One of the design goals of the horse racing decision-making system is to continuously predict the performance of the horse race, find out the shortcomings in the horse race, and constantly adjust and revise so that the decision-making management is continuously optimized, and finally, the actual game performance is improved. Through a comprehensive study of venues, horse racing, trainers, and knights in the 2019 and 2020 seasons, it was found that the combined factors of the two seasons had little effect, further illustrating the authenticity and validity of the results.
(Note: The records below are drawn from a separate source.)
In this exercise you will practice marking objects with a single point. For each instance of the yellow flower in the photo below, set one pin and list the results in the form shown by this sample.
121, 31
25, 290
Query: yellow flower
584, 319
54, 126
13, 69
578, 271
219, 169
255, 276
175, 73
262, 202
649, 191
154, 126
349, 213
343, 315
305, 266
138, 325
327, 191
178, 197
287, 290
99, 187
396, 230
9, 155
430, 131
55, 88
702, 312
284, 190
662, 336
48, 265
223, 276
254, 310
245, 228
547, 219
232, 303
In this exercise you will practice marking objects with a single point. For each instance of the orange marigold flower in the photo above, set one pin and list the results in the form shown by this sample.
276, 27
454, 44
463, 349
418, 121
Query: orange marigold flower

This summary compares and analyzes the competitions of different schedules in the two seasons after adopting this model, as shown in Figure 7.
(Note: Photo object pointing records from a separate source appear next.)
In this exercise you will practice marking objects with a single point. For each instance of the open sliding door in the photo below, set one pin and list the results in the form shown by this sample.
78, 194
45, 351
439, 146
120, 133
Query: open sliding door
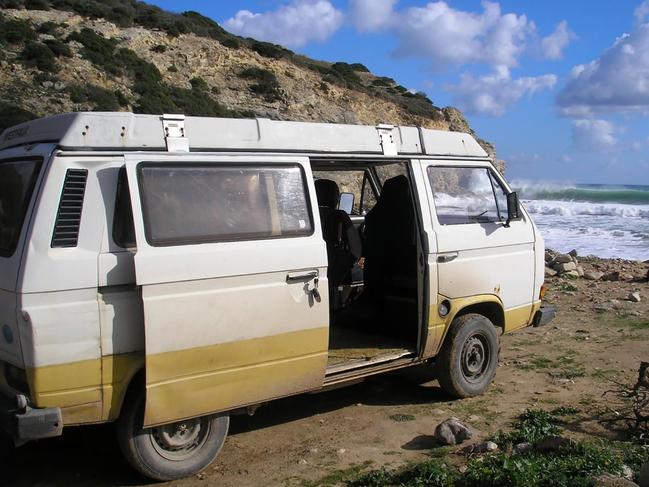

It can be seen from Figure 7 that the average time spent in each game of the top three in the two seasons of 2019 and 2020, except for the 2,000 m schedule, the average time of the top three in the rest of the schedule has been reduced; the results have been improved; and the highest has been reduced 0.984 s; In the fastest time of the two seasons, there is no difference in the average time of the 1,400 m, 1,600 m, 1,650 m, and 1,800 m races. The average time of the other races in the second season has been reduced compared with the first season, and the highest reduction is 0.7 s. It shows that the race results in the 2020 season have improved, which further verifies the predictive science of the system and has a certain improvement in horse racing results.

5. Conclusion

With the rapid development of information technology, the data dimension and data volume of horse racing forecast data have grown rapidly. The increase in the scale of data and feature dimensions has led to the problem of large-scale data and dimensionality disasters during model training. Association rules and neural network algorithms with a strong ability to process nonlinear data have been widely concerned by experts and scholars. Based on the research of a large amount of data, this paper introduces association rules and neural network algorithms to establish a horse racing competition decision-making management optimization model. An example is used to simulate the regular season, and it is proved that the accuracy of this model is as high as 90%, the average predicted consumption is only 2.01 s, and the error rate is 0.12%. This system provides powerful means and tools for decision-makers to optimize management, an effective quantitative basis for making reasonable training management decisions and training programs, scientific comparisons for improving horse racing performance, and scientific predictions for public participation in horse racing.

At present, the system can operate normally, but the system still has some deficiencies, the function is not perfect, and the accuracy of the final prediction also needs a large amount of data to verify. The next step is to improve the existing system, continuously improve the association rules and neural network algorithms, and improve the accuracy of prediction.

Data Availability

The data used to support the findings of this study are available from the corresponding author upon request.

Conflicts of Interest

The author declares that there are no known competing financial interests or personal relationships that could have appeared to influence the work reported in this paper.

Acknowledgments

This work was supported by the Wuhan Equine Industry Development and Horse Racing Event Transformation and Upgrading Project (The Design and Implementation of China Horse Industry Information Management System), Project Number: WHSM-2019122401.